A couple of weeks ago I had the quaint idea to write the history of radio in MarconiDreams blog posts. Watching the business side of American radio huff and puff toward implosion, I’ve decided there really isn’t that much to it. I think I can do it in one post. Here goes:
Heinrich Hertz and others discovered that electricity radiates. Tesla picked up on it, too, only he wanted to do away with power lines and power the world wirelessly. Marconi immediately saw a worldwide wireless telegraph. Marconi and others developed vacuum tubes that turned sound into radio waves, and we soon went way beyond dots and dashes, talking and singing through the air, too. To avoid a new Babel of stations on the same wave, governments took control of this new natural resource. Britain invented the BBC. Most countries followed suit and kept radio for their own official uses. The free-enterprise U.S. handed out licenses to private station operators.
So, for the next eighty years, America had thousands of broadcast monopolists. Radio was a closed system — the only radio there could ever be, they thought, and the radio guys satisfied their caveman urges by beating up on each other, rather than other media. They dumbed radio down to formulaic, controllable monotones.
Then came digital technology, the Internet and cellular radio-phones. AM-FM was no longer the only show in town. Now, cell phones, mainly, are the new pocket radios — only they deliver everything — audio, video, and data, which is to say, every form of information.
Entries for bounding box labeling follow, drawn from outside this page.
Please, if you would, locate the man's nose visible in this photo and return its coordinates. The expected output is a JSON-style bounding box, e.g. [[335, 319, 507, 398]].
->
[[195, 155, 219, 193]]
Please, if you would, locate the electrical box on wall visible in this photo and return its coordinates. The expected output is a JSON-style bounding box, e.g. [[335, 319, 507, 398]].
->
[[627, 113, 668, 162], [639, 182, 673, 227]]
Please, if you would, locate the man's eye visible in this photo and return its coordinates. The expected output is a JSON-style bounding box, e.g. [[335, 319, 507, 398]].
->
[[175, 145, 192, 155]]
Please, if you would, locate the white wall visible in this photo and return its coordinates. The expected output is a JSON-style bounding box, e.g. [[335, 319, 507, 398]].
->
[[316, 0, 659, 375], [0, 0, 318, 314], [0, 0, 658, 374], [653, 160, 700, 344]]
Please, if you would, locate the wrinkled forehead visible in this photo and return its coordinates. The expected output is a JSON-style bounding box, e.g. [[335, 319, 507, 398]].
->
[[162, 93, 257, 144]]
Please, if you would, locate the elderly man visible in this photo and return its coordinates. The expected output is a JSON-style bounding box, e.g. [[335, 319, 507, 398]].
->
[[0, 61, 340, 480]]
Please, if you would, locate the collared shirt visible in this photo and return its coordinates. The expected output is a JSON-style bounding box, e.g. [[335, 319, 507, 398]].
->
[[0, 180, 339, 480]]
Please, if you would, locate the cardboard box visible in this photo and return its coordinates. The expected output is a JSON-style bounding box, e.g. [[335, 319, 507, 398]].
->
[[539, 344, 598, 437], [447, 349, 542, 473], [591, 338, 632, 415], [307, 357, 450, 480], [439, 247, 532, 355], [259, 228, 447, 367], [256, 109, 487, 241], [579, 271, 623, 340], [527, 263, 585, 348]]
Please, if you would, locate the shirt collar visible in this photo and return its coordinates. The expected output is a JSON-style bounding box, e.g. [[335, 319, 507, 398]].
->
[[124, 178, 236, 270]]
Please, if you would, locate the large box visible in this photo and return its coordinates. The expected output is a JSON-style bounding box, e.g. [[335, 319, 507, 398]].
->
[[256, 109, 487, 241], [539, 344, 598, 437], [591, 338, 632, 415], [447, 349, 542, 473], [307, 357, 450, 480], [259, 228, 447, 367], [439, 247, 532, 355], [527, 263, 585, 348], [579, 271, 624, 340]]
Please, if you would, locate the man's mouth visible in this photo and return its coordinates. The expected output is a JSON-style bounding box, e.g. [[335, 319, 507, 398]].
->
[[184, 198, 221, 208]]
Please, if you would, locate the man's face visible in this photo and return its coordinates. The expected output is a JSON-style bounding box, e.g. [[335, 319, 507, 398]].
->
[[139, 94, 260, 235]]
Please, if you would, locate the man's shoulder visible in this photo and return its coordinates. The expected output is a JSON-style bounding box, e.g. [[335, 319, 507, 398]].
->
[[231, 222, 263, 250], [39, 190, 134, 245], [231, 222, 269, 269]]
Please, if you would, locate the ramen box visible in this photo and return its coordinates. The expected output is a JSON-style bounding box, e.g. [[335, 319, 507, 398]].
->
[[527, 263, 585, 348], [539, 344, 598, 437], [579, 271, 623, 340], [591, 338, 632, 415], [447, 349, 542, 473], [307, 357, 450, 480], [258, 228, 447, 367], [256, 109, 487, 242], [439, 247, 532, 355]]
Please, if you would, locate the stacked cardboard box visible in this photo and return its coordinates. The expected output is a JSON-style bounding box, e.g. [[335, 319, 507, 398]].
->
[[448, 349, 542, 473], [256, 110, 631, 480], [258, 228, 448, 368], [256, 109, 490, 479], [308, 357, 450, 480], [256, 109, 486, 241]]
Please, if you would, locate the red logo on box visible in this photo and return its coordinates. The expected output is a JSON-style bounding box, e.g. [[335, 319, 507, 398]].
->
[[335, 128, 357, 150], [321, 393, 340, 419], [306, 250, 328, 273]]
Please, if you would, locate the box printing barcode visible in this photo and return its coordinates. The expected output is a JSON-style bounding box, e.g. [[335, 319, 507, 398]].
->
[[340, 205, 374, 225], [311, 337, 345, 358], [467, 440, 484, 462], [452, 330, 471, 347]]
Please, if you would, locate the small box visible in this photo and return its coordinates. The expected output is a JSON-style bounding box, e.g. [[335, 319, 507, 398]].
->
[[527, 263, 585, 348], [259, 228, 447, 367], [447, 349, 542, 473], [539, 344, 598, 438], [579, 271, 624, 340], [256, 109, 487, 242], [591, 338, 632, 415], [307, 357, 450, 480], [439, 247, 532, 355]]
Marconi-style radio stations are no longer the monopoly deliverer of sound through the air.
The radio guys now, finally, see what’s coming, after a decade of denial. They conducted their big investment luau and wasted their time selling and buying an obsolescent technical infrastructure. Now the station collectors are stuck with a declining audience and many new, more attractive sources of sound. And the bean counters at the tops of these companies have no innovation skills, and no clue. End of history.
I believe a new history of radio could start now. But it’ll be written by new radio people, not now in the business, who may or may not step up and buy the devalued towers and studios, at the right bargain basement prices, and invent something exciting and new on the good part of what’s left — the only locally-originated electronic medium.